All this helps explain why PricewaterhouseCoopers says blockchain technology will add nearly $2 trillion to the $80 trillion global economy by 2030. Transformative, indeed.
Chapter 1 The Four Most Transformative Innovations in the History of Commerce
All human advances are due to innovation—from new ways of thinking to the invention of new tools. In the world of commerce, it’s been suggested that the four most impactful innovations are:
- Fire
- The wheel
- The internet
- The blockchain
It’s easy to agree that the first three changed history. But blockchain?
“You shouldn’t have asked me to show you how it works.”

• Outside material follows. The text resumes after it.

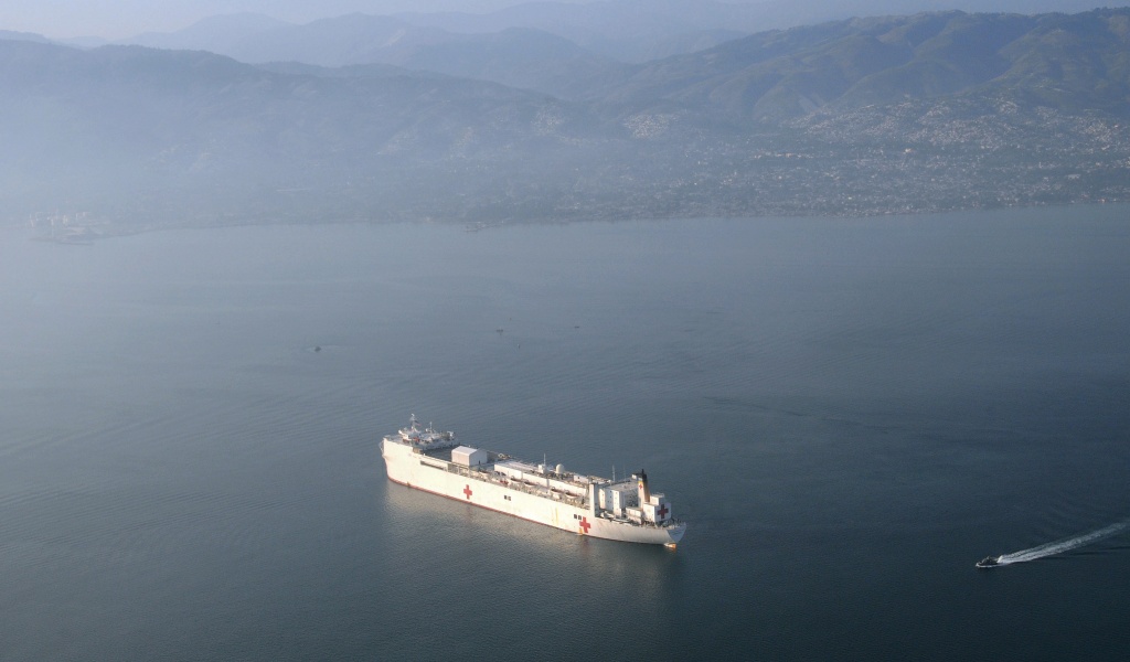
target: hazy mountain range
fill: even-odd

Yeah, blockchain. Think of it as Internet 3.0. The first internet connected people on a mass scale—think Facebook and social media. You know how impactful that was (and still is). That led to Internet 2.0 (more commonly called IoT, the Internet of Things). This internet connects things to each other—my dog wears a collar that tells my phone if she leaves the yard. And at the grocer, a QR code tells the automated checkout kiosk that I’m buying a banana.

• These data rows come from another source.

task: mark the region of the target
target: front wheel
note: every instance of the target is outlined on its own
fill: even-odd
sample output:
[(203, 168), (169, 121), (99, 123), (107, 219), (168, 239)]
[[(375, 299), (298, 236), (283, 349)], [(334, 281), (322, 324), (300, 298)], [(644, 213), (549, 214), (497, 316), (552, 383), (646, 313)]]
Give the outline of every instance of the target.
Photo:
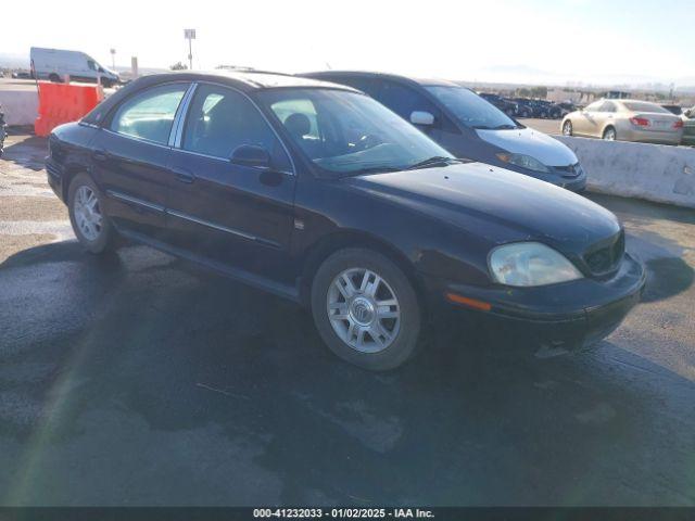
[(78, 174), (70, 183), (67, 209), (79, 243), (91, 253), (113, 246), (115, 230), (103, 213), (103, 195), (87, 174)]
[(328, 257), (312, 283), (314, 322), (342, 359), (375, 371), (415, 353), (420, 307), (405, 274), (384, 255), (346, 249)]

Internet 3.0 is the Internet of Money, aka blockchain. Connecting money via the internet is as transformative to commerce and society as the Internet of People and the Internet of Things have been, and because “money makes the world go ’round,” Internet 3.0 will prove to be even more impactful than its predecessors. The wealth-creation opportunities on a global scale are truly unprecedented.

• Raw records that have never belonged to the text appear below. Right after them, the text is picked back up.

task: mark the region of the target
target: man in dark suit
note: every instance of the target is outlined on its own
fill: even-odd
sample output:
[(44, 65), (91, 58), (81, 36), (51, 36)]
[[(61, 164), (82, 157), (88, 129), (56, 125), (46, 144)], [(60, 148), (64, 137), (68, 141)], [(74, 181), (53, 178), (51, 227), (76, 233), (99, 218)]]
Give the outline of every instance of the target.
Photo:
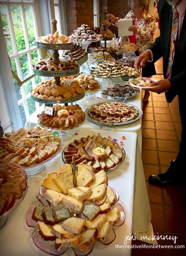
[[(170, 62), (170, 48), (172, 20), (175, 6), (178, 11), (177, 33), (175, 42), (173, 61)], [(168, 103), (171, 102), (176, 95), (178, 95), (179, 107), (182, 131), (181, 140), (178, 154), (175, 160), (171, 161), (170, 166), (165, 173), (151, 175), (150, 183), (159, 185), (179, 184), (185, 182), (186, 158), (184, 151), (186, 149), (186, 114), (184, 110), (186, 99), (186, 0), (160, 0), (158, 4), (160, 19), (160, 36), (148, 50), (139, 56), (135, 62), (135, 67), (143, 68), (148, 61), (155, 62), (162, 57), (163, 61), (163, 73), (165, 79), (151, 84), (154, 88), (148, 90), (158, 94), (165, 92)], [(173, 22), (172, 22), (173, 24)], [(170, 65), (170, 63), (171, 63)], [(168, 67), (171, 67), (168, 73)]]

Indeed, Nasdaq says blockchain technology “holds great promise in allowing capital markets to operate more efficiently with greater transparency and security.” The Bank of England (Great Britain’s central bank, comparable to our Federal Reserve) goes even further, saying blockchain technology could transform the world’s financial system. More than 90% of the world’s banks are developing blockchain technology; in 2021, Bank of America alone filed more than 160 patent applications involving digital payment technologies. JPMorgan Chase says banks will save $120 billion a year. Banks and other companies spent $6.6 billion on blockchain R&D in 2021 and will spend $19 billion annually by 2024, according to market intelligence firm IDC. Already, almost all the nation’s top colleges and universities offer courses in blockchain and digital assets, and blockchain engineers are now the highest-paid programmers in the country, earning $175,000+ a year. (According to LinkedIn, US job postings for “crypto” and “blockchain” positions skyrocketed 1,000% in 2021. Major financial services firms, including JPMorgan Chase, BNY Mellon, Deutsche Bank, Wells Fargo, Citigroup, Goldman Sachs, Morgan Stanley, Capital One, UBS, Bank of America, Credit Suisse, and Barclays, hired 40% more crypto employees in 2021 than in the prior year. Jobs include sales professionals, workers designing crypto offerings for consumers, and engineers building blockchain platforms for banks.)
Excitement isn’t limited to the financial sector. MarketsandMarkets reports that the blockchain market will grow 53% per year, reaching $3.2 billion by 2026. For example, Billboard magazine says blockchain “offers solutions to intractable problems, such as song rights monitoring and reliable distribution of royalties and event tickets.”
All this helps explain why PricewaterhouseCoopers says blockchain technology will add nearly $2 trillion to the $80 trillion global economy by 2030. Transformative, indeed.